The Cambodian Ministry of Land Management, Urban Planning and Construction did not respond to CNN’s requests for comment on the environmental and housing issues faced by local residents. China’s foreign ministry said it was “willing to cooperate with Cambodia” to improve the local sewage system, adding: “China has been actively participating in Cambodia’s construction, supporting Chinese enterprises to invest in the country and encouraging Chinese tourists to visit, sincerely hoping to bring more tangible benefits to the Cambodian people via cooperation.”
But discontent is brewing. In January, Sihanoukville police opened fire on local farmers who had set tires alight and built barricades to protest evictions, according to Vanly.
In an attempt to quell the anger, the Cambodian government has started to crack down on some of the excesses. This year, 91 Chinese online casino operators were extradited from Cambodia to China after being accused of setting up online gambling sites that illegally involved wagers from within China. By the end of August, 335 suspects had also been apprehended had also been apprehended in a joint crackdown between Phnom Penh and Beijing on online gambling involving fraud, according to Xinhua.

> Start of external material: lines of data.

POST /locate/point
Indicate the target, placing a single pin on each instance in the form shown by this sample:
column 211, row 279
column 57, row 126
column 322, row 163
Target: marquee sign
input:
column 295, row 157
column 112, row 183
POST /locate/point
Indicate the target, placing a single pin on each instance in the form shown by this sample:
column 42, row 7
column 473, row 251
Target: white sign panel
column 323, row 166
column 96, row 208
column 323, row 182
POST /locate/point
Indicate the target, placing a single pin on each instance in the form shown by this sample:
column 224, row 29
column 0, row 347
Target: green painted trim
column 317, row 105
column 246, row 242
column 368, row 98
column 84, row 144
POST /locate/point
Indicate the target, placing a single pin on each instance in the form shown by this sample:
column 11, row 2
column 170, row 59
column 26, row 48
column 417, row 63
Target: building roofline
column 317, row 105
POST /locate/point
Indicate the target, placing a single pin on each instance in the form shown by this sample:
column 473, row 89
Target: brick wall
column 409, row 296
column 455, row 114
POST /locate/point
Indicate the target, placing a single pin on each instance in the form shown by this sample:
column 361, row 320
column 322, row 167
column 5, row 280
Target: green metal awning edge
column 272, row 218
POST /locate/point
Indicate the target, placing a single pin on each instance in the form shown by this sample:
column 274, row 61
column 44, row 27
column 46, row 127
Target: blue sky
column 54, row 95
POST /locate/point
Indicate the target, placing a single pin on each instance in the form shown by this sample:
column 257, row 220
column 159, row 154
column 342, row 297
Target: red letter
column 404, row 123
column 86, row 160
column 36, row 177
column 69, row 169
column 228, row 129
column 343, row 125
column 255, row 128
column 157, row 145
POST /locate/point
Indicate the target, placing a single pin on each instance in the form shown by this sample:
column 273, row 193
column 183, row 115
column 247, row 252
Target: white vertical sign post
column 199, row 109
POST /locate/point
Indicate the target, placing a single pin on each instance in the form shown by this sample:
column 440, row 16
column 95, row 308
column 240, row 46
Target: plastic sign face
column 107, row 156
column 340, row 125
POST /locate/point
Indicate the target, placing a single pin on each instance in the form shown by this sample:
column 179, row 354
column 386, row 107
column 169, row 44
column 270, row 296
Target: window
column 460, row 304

In August, Cambodia announced that it would immediately stop issuing licenses for these virtual operations while current permits will not be renewed when they expire at the end of the year, according to Xinhua. This has sparked some anxiety in gaming circles but will not imperil Sihanoukville’s larger physical casinos, according to several industry insiders.
In its responses to CNN, The Chinese Ministry of Foreign Affairs said that “online gambling is like a malignant tumor,” adding that it “is willing to work with Cambodia to adopt practical measures, deepen law enforcement and eradicate it.”
But it might be too late, says Eno: “People are angry. … Anti-Chinese sentiment is on the rise.”